The Four Winds
Page 74
“Doc says he can leave on Tuesday. Any news from the government man?” Elsa asked
Tony gave her a look so steeped in despair it took her breath away. “No good news,” he said.
Elsa nodded.
They started the long, solemn walk home.
* * *
IN TWO DAYS, THEY were leaving this godforsaken land. And Elsa didn’t say that lightly.
God forsaken.
How else could one describe it? God had turned His back on the Great Plains.
She’d spent the last few days packing for the trip. On this Palm Sunday, instead of going to church, Elsa had canned the jackrabbits Tony and Loreda shot yesterday; when that laborious chore was done, she’d moved on to the laundry.
Now at the end of the blue-skied day, Elsa knelt in front of her little aster plant, pouring a few precious cupfuls of water into the thirsty ground.
This flower, which she’d covered and protected and watered and talked to for so long, stood alone, defiantly green against all this brown.
She would have to leave it behind to die.
She dug up the small, tender plant. Carrying it in a bowl made from her gloved hands, she crossed the yard.
At the family’s cemetery, the white picket fence lay in pieces; the headstones were half covered in dirt. Four gray, store-bought headstones with Rose’s and Elsa’s babies’ names inscribed on them. Three girls and a boy.
How long would these markers last in the wind? And when the Martinellis were gone, who would tend to their children, buried all alone in the middle of nowhere?
Elsa knelt in the sand. “Maria, Angelina, Juliana, Lorenzo. This is all I can leave with you. I will pray it rains this spring so it flowers.” She planted the flower in the powdery dirt in front of Lorenzo’s half-buried headstone.

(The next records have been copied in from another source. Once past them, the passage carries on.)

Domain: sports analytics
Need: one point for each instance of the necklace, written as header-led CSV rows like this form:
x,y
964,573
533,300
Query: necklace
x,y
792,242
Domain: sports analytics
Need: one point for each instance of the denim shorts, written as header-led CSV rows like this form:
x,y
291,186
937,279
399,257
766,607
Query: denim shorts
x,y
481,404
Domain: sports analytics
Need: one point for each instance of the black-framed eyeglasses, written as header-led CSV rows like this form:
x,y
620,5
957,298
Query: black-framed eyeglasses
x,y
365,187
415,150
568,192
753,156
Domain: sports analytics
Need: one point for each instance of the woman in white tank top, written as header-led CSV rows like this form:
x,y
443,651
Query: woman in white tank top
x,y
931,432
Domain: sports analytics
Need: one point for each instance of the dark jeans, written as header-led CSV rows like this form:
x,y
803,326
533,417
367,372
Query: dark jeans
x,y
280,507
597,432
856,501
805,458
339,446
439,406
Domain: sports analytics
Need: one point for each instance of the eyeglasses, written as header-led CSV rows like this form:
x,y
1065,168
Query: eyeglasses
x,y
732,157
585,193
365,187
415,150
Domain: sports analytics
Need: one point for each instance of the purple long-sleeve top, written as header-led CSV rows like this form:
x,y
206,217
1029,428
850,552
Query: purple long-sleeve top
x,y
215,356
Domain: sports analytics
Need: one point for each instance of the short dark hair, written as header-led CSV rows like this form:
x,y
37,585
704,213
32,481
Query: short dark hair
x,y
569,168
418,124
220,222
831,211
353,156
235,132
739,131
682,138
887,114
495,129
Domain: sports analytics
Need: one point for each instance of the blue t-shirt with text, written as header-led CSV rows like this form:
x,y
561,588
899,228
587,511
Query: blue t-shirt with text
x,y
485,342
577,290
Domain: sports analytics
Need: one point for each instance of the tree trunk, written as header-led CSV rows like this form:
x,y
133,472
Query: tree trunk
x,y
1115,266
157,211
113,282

The aster sagged immediately, slumped to one side.
Elsa would not cry over this one little flower.
She closed her eyes in prayer. Too soon, she wiped her eyes and got slowly to her feet. As she straightened, she saw a black shadow rising in the distance; the blackest thing she’d ever seen, it lifted into the dark-blue early-evening sky, spread enormous black wings outward. Static electricity tingled the back of her neck, lifted her hair.
A black storm?
Whatever it was, it was moving this way. Fast.
She ran for the house, met Rose in the yard.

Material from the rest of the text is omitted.